If you choose to ignore what advice you have been given in this thread, then best of luck to you, but if you do ignore the advice, then I sure hope you don't start wiring/ re-wiring anything else in your home, since it could be very dangerious for you and your loved ones..


----------



## Koot (Nov 25, 2007)

You are correct, the contacts in a tiny ice cube relay are just too close to have both low and high potential voltages on the contacts. Contact arcing, bounce and fatigue over-time are definitely a concern with the current scenario. He should install a second relay (with a 120 volt coil) to control the piezo buzzer, thus completely isolating the low [voltage] potential from the high [voltage] potential. It would also be desirable to have the low and high potential wires separated by spaghetti sheaths.

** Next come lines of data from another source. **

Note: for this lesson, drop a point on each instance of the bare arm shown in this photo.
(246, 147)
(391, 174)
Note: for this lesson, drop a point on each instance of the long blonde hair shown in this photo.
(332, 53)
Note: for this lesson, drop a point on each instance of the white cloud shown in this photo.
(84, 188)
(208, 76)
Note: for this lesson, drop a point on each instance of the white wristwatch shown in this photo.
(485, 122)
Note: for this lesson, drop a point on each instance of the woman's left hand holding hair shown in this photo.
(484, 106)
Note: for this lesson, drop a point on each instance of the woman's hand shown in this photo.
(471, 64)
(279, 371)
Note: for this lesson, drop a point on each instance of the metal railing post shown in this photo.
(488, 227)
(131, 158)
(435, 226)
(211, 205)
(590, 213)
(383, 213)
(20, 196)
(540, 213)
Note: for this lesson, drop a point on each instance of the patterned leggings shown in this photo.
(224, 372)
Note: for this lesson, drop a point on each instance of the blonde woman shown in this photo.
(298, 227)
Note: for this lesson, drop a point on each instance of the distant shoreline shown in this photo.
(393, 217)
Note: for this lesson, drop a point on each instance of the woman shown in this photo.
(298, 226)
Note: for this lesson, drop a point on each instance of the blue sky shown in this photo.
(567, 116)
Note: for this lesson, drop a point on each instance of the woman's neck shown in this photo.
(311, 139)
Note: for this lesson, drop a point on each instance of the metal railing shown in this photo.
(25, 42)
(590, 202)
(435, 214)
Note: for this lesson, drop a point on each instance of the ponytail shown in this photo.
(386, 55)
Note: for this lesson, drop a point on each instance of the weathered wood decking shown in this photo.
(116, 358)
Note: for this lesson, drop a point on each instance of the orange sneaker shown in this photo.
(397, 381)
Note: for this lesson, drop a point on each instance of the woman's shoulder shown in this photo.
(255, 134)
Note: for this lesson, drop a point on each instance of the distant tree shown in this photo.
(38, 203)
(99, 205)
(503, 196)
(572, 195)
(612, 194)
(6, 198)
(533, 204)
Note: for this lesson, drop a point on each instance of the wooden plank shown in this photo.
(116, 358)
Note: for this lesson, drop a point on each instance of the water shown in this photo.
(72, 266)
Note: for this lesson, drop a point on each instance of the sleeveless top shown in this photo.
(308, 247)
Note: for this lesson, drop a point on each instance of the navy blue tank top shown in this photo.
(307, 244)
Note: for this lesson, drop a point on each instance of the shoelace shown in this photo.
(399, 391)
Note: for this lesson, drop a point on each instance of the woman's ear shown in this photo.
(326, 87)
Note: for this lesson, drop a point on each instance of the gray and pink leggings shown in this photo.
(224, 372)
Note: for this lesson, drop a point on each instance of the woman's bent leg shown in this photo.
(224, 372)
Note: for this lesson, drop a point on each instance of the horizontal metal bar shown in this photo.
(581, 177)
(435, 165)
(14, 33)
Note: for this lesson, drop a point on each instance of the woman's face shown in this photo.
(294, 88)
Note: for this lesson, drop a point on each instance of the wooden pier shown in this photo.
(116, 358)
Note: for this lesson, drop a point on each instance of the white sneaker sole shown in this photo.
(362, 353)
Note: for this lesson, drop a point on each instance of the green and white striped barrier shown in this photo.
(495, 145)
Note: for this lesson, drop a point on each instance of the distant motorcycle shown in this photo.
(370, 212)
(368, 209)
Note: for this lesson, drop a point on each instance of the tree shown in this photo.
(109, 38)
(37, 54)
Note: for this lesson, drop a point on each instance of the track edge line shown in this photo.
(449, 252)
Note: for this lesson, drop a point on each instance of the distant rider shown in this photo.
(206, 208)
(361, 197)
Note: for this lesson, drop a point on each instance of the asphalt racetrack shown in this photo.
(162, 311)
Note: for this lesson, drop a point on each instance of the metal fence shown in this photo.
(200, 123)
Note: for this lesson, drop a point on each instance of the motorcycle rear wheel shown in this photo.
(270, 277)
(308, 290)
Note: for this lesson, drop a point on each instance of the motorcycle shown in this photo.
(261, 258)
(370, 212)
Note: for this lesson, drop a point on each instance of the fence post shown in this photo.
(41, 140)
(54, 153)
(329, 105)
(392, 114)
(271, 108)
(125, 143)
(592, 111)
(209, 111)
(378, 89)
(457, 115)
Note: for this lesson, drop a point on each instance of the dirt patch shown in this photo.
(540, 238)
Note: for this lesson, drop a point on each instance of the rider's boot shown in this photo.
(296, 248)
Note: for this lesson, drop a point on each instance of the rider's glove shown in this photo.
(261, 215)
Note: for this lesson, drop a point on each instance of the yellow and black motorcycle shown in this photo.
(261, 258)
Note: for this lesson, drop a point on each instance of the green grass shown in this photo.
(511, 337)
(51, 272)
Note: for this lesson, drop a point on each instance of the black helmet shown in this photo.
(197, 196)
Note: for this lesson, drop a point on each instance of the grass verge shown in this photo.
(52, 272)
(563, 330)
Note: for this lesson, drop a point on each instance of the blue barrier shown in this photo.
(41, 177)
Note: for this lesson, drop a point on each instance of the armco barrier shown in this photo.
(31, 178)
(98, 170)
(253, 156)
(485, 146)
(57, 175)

You are also correct that using ground instead of the neutral is a definite no-no. He should be able to tap into the neutral wire in the PC instead of using chassis ground.


----------



## cwwozniak (Nov 29, 2005)

Who's Me said:


> ... I stuck my finger in the coolant while touching the case and found out that I was running 120V AC through my cooling system ....


 

That pump motor or the wiring feeding it has a major safety problem. At no point should any of the AC power path have any connection to any metal parts of the pump or motor frame even if hot and neutral are reversed. A three wire grounding cord should be feeding power to the pump motor. All exposed metal on the pump and motor needs a solid connection to cord's ground wire.


----------



## Who's Me (Aug 29, 2006)

paisanol69,

I looked at my last post and realized the way I worded it gives the impression that I may or may not take the advice.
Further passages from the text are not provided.